Taking stock of where we are with the pandemic more broadly, it is clear that the ferocious delta variant has transformed the outlook globally, from Malaysia to Mexico. Indeed, it is now widely accepted that herd immunity can only be reached (at least to any meaningful degree) with vaccination rates that are close to 100%. For developing countries, where vaccines have been distributed at an often-glacial pace, this is dire news – and EM assets are underperforming as a consequence. But it is also a concern for developed economies. Many made immense progress in Q1 and Q2. However, vaccine uptake has since tapered off at a level well below that which is needed to escape the interminable cycle of business closures, mask mandates, and social distancing restrictions. And convincing the hesitant minority to get inoculated is now the most important job for developed country governments. European states have made decent progress in this regard (although by no means can they declare ‘mission complete’). But the Biden Administration has a mountain to climb, particularly in red states and rural communities where mistrust of Washington runs in the blood. Cases are rising fast across the country, with more than 100,000 new infections being recorded every day, and the concomitant surge in hospitalisations is almost exclusively taking place within the unvaccinated population. This deteriorating situation is taking some of the shine off the US economic recovery; and, as twitchy investors have begun to take note of Delta’s global spread, cyclical recovery plays (e.g., Airlines) and commodities have suffered. No one expects there to be a repeat of Christmas 2020, but increased restrictions would slow growth and fuel political discontent. And Delta may not be the last ‘variant-of-concern’ to emerge this year. Moreover, the successful rollout of coronavirus booster shots before the winter will require increased uptake of jabs 1 and 2 now. There is no time to lose.
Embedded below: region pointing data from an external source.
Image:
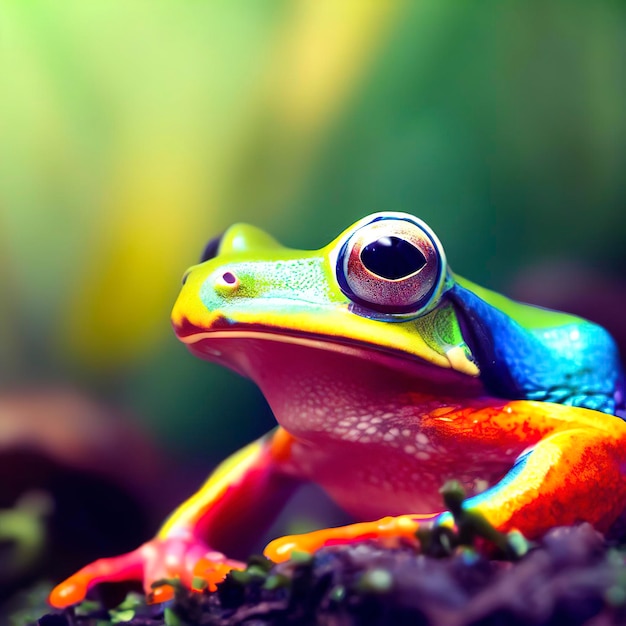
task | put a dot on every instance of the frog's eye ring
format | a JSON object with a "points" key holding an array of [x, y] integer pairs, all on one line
{"points": [[392, 264]]}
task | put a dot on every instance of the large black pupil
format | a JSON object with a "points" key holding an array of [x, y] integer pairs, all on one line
{"points": [[392, 258]]}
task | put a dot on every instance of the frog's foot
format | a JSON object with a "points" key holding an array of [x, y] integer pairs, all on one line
{"points": [[402, 527], [158, 559]]}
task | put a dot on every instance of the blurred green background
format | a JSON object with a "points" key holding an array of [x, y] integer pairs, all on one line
{"points": [[132, 132]]}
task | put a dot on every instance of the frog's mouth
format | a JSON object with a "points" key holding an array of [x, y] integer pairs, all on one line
{"points": [[256, 351]]}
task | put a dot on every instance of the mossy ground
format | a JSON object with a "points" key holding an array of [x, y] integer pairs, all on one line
{"points": [[572, 576]]}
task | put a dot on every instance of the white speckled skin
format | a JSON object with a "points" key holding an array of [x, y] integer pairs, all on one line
{"points": [[357, 416]]}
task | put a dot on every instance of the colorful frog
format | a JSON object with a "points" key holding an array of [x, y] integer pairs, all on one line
{"points": [[388, 375]]}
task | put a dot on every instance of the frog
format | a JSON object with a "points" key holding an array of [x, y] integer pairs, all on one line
{"points": [[388, 375]]}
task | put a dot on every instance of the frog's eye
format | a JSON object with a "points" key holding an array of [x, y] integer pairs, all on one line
{"points": [[392, 265], [211, 249]]}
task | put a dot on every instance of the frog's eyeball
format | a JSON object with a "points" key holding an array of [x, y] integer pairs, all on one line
{"points": [[393, 265]]}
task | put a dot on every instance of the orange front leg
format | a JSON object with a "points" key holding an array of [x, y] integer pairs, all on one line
{"points": [[570, 476], [247, 486]]}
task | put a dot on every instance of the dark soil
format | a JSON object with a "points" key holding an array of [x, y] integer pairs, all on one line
{"points": [[571, 577]]}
From an investment perspective, the slowdown in vaccination programmes in America and elsewhere suggest that the euphoria of early 2021 was a little overdone. Recent economic data from developed markets has been strong, but there is now clear evidence that the pace of growth in the US is peaking (as would be expected given how fast the economic recovery there has been). Giddy market highs may yet prove unsustainable if the explosion of cases in the US does not abate; and a market correction in the Autumn is a real risk if the Fed begins to taper its QE programme in an effort to ward off inflation (which continues to print at >5% annualised) at the same time as pandemic fears make a comeback. Moreover, coronavirus outbreaks in hard-line ‘Zero Covid’ states like China are becoming increasingly frequent and this is likely to cause trade and logistical challenges for businesses, at least until 2022. Indeed, China decided to lock down its massive Ningbo-Zhoushan port this week after just one positive case was recorded there… As such, we think that the world has not yet graduated beyond the ‘stop-start’ economy that we have had to get used to since February 2020. The outlook for risk is positive thanks to the covid-19 vaccines, but a linear upswing seems doubtful.
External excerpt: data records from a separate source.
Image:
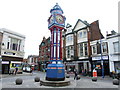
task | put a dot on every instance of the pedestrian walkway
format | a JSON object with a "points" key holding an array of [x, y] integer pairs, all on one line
{"points": [[7, 75]]}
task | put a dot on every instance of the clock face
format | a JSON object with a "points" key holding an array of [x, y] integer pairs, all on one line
{"points": [[59, 19], [51, 19]]}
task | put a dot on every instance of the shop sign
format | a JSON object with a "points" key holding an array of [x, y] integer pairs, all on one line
{"points": [[99, 58], [5, 62]]}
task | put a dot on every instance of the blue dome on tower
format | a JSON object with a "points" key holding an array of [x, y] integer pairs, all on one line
{"points": [[56, 8]]}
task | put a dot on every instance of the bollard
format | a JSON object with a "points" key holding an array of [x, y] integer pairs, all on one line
{"points": [[37, 79], [18, 81], [94, 79], [115, 82], [78, 77], [67, 76]]}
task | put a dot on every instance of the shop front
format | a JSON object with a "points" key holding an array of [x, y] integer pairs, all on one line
{"points": [[10, 62], [97, 64]]}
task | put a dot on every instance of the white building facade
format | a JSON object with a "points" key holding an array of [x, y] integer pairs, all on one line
{"points": [[12, 49]]}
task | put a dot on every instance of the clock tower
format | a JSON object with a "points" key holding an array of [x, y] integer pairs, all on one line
{"points": [[56, 23]]}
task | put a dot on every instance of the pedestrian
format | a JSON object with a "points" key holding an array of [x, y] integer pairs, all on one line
{"points": [[75, 72], [16, 69]]}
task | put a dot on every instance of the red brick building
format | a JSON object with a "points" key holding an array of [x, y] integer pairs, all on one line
{"points": [[44, 53]]}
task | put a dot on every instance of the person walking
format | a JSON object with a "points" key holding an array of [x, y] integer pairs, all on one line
{"points": [[75, 72]]}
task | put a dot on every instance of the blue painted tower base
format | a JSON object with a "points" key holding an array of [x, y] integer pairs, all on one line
{"points": [[55, 72]]}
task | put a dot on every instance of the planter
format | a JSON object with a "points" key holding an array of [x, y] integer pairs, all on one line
{"points": [[18, 81]]}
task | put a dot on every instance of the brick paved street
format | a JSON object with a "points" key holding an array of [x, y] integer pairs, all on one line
{"points": [[8, 81]]}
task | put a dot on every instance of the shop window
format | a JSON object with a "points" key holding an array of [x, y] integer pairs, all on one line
{"points": [[104, 47], [93, 49], [81, 49], [85, 48], [115, 45], [98, 49]]}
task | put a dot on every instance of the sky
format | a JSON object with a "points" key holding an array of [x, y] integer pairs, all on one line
{"points": [[29, 17]]}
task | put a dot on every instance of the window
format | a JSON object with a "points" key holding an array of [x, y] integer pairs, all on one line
{"points": [[13, 44], [98, 49], [84, 34], [115, 45], [81, 49], [68, 52], [80, 34], [94, 49], [85, 48], [104, 47]]}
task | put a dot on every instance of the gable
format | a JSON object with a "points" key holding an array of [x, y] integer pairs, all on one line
{"points": [[79, 25]]}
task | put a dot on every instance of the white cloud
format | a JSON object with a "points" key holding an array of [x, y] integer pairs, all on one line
{"points": [[29, 17]]}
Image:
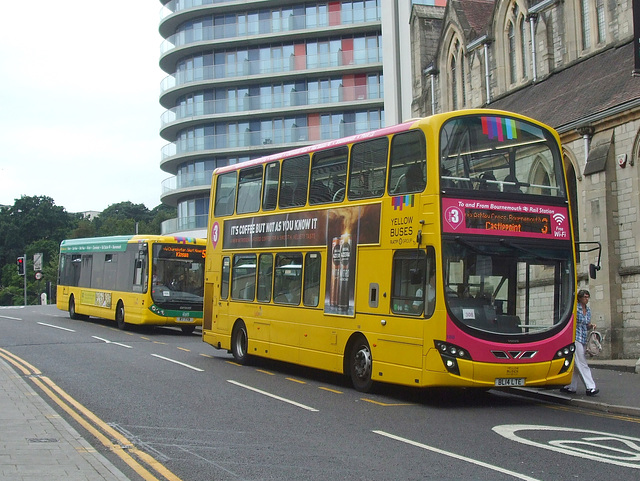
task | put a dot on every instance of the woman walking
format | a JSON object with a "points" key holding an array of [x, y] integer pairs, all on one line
{"points": [[583, 324]]}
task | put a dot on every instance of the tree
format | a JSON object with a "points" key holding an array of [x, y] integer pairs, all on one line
{"points": [[31, 219]]}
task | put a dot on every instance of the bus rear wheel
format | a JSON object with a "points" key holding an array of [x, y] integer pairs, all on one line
{"points": [[72, 309], [360, 364], [240, 343], [120, 316], [188, 329]]}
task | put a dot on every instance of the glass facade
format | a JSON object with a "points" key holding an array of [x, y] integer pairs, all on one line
{"points": [[253, 79]]}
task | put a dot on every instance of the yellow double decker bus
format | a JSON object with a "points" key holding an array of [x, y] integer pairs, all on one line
{"points": [[133, 279], [437, 252]]}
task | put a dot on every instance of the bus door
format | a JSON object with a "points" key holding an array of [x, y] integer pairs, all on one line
{"points": [[140, 271], [221, 297]]}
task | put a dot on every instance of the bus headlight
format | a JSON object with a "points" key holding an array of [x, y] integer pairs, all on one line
{"points": [[450, 353], [565, 353]]}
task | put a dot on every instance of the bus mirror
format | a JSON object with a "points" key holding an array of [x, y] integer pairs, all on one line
{"points": [[416, 276]]}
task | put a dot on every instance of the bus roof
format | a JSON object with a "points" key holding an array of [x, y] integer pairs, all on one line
{"points": [[119, 243], [321, 146]]}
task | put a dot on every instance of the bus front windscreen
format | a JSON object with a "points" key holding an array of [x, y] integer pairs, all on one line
{"points": [[178, 276], [508, 289], [500, 155]]}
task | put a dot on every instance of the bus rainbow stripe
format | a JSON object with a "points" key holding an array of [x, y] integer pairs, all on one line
{"points": [[500, 128], [403, 201]]}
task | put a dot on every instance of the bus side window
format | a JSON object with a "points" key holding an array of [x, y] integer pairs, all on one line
{"points": [[368, 169], [224, 281], [243, 277], [265, 277], [430, 292], [270, 189], [311, 289], [287, 278], [408, 163], [249, 185], [408, 277], [328, 175], [294, 181], [225, 194]]}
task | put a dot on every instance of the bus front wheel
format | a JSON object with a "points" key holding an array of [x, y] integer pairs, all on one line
{"points": [[240, 343], [360, 364], [120, 316]]}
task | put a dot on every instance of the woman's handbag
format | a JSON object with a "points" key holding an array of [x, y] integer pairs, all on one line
{"points": [[594, 343]]}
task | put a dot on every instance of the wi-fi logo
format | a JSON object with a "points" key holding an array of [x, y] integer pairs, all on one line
{"points": [[559, 218]]}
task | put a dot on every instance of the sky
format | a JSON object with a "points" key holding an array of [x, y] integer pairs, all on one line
{"points": [[79, 109]]}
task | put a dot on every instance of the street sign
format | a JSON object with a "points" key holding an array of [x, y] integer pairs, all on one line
{"points": [[37, 261]]}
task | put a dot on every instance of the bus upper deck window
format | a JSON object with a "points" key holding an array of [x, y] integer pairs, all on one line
{"points": [[225, 194], [408, 163]]}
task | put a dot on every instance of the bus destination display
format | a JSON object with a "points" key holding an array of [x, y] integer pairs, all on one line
{"points": [[505, 218]]}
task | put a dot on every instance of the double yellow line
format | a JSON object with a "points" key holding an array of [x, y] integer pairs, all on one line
{"points": [[137, 460]]}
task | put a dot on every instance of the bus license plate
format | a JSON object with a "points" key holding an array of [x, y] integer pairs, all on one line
{"points": [[509, 381]]}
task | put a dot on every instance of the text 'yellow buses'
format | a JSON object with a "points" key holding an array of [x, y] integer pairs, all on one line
{"points": [[155, 280], [437, 252]]}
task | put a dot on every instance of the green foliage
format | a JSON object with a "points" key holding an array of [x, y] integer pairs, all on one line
{"points": [[36, 225]]}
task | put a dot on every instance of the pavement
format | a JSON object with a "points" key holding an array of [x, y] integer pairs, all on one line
{"points": [[36, 443]]}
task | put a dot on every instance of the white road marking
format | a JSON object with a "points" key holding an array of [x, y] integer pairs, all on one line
{"points": [[111, 342], [457, 456], [593, 445], [178, 362], [279, 398], [56, 327]]}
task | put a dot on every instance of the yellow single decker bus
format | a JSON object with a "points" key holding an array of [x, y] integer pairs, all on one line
{"points": [[437, 252], [133, 279]]}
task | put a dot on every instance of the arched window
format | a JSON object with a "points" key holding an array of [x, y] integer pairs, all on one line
{"points": [[454, 83], [511, 37], [523, 46], [586, 24], [602, 27], [462, 82]]}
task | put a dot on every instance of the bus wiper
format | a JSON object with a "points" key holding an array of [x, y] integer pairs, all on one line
{"points": [[536, 255], [469, 246]]}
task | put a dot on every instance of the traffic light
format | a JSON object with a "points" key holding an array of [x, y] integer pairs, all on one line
{"points": [[21, 266]]}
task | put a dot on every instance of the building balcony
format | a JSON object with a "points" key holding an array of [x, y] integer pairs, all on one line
{"points": [[196, 224], [177, 12], [257, 143], [272, 29], [245, 72], [266, 105], [176, 187]]}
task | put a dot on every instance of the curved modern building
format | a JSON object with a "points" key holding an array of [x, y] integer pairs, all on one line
{"points": [[253, 77]]}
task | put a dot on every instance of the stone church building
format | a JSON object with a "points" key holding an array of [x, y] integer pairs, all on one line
{"points": [[569, 64]]}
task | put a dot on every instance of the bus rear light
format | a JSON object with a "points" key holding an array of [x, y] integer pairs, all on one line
{"points": [[565, 353]]}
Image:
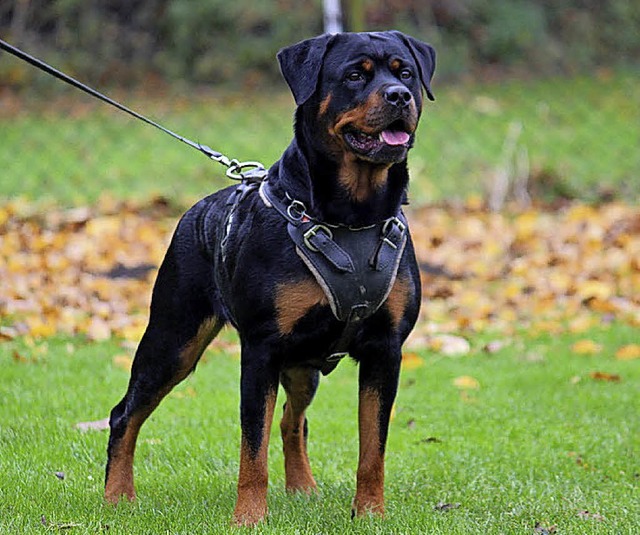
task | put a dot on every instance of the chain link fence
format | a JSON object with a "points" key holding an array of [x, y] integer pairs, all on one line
{"points": [[505, 125]]}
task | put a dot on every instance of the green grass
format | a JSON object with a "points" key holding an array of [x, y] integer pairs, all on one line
{"points": [[532, 444], [581, 131]]}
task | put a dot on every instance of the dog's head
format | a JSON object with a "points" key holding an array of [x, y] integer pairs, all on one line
{"points": [[363, 90]]}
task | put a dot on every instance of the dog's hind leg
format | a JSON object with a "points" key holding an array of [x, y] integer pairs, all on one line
{"points": [[300, 384], [181, 325]]}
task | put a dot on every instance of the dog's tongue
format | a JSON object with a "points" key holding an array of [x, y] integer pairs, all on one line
{"points": [[395, 137]]}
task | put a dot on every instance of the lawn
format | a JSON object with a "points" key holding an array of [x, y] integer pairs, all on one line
{"points": [[532, 439], [519, 390], [578, 136]]}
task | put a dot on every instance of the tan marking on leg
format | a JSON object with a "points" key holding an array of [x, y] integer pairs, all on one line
{"points": [[120, 478], [298, 473], [251, 506], [293, 301], [370, 478], [397, 301]]}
That being said, one unambiguously positive development for markets this week is that the US Senate has finally decided to back a USD 1tn bipartisan infrastructure bill. This proposal includes USD 550bn of new spending on physical infrastructure over the next eight years. If spent wisely, this capital injection ought to raise US GDP growth and productivity in the long-term through the fiscal multiplier effect (which would be an unalloyed good). But Senate Democrats have also passed a whopping USD 3.5tn budget resolution bill alongside it to bolster Medicare, social security, and climate change initiatives (with zero GOP support). This seems a little less prudent. Both pieces of legislation will now pass to the House, where Progressives are pushing for an even bigger social spending package in a move that could derail the whole budget reconciliation process. Nevertheless, the physical infrastructure bill at least looks set to reach Biden’s desk and this should help to offset some of the impact of concerns about QE tapering and the spread of the Delta variant over the next few weeks at least.